The first step in creating a meaningful application is identifying a concrete problem. This might seem straightforward, but it's where many teams need to improve. The importance of this foundational step cannot be overstated. Successful ML applications are not just about leveraging advanced algorithms or having access to vast datasets; it's about applying these tools to solve a specific, well-defined problem that has real-world implications for patients and providers.
A practical example of this concept is Rad AI Omni Impressions, a tool designed to assist radiologists by generating high-precision summaries of their reports known as ‘Impressions’. The creation of these ‘Impressions’ is normally repetitive and time consuming for radiologists. Impressions specifically aims to alleviate the burden during this phase of the workflow, focusing on tangible goals such as reducing fatigue and enhancing efficiency.
Similarly, while ML has tremendous transformative potential, it is worth cautioning against the allure of technology for technology's sake (Topol, 2020). The key is not just to innovate but to innovate with purpose and, as discussed later, with a strong proposed Return on Investment (ROI) over the status quo. The development of ML applications must be driven by a clear understanding of the challenges they aim to address and the tangible benefits they seek to deliver.

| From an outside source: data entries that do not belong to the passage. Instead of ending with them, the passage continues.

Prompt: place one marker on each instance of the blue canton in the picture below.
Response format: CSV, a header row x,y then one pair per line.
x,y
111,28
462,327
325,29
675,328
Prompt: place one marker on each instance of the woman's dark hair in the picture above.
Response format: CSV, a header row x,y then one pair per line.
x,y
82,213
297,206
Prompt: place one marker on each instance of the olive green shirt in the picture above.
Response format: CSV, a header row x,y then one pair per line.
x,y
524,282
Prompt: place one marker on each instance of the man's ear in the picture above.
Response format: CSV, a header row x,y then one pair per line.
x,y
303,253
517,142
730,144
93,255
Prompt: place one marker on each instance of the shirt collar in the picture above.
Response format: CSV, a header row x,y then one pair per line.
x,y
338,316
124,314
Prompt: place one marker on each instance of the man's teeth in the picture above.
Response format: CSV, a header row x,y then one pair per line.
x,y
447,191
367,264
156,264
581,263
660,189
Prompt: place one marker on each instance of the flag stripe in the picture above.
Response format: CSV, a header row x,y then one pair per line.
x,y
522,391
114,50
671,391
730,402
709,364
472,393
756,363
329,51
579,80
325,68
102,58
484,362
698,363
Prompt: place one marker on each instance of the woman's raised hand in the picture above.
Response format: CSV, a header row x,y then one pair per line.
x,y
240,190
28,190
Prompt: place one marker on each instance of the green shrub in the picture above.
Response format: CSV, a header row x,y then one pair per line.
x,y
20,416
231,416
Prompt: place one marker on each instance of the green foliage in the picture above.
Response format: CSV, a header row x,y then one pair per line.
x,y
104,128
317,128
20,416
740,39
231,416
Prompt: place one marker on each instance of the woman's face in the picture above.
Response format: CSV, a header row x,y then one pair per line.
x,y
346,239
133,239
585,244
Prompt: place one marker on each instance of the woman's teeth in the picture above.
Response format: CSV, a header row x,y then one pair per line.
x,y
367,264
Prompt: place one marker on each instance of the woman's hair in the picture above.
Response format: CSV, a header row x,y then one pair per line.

The process of problem identification involves not only understanding the clinical need but also engaging with stakeholders, including healthcare professionals, patients, and policymakers. This engagement ensures that the ML solution is not only technologically advanced but also practical, usable, and aligned with the needs of those it aims to serve. Furthermore, setting clear, achievable goals is essential. These goals should be specific, measurable, attainable, relevant, and time-bound (SMART), providing a roadmap for the project's development and implementation.
A real-world example of this approach can be seen in the development of ML applications for diagnosing diabetic retinopathy. The problem is clear and well-defined: early detection of this condition can prevent severe visual impairment. The goal, therefore, is to develop a tool that can accurately and efficiently screen patients for early signs of diabetic retinopathy, facilitating timely intervention. This example underscores the importance of beginning with a concrete problem and having a clear end result in mind.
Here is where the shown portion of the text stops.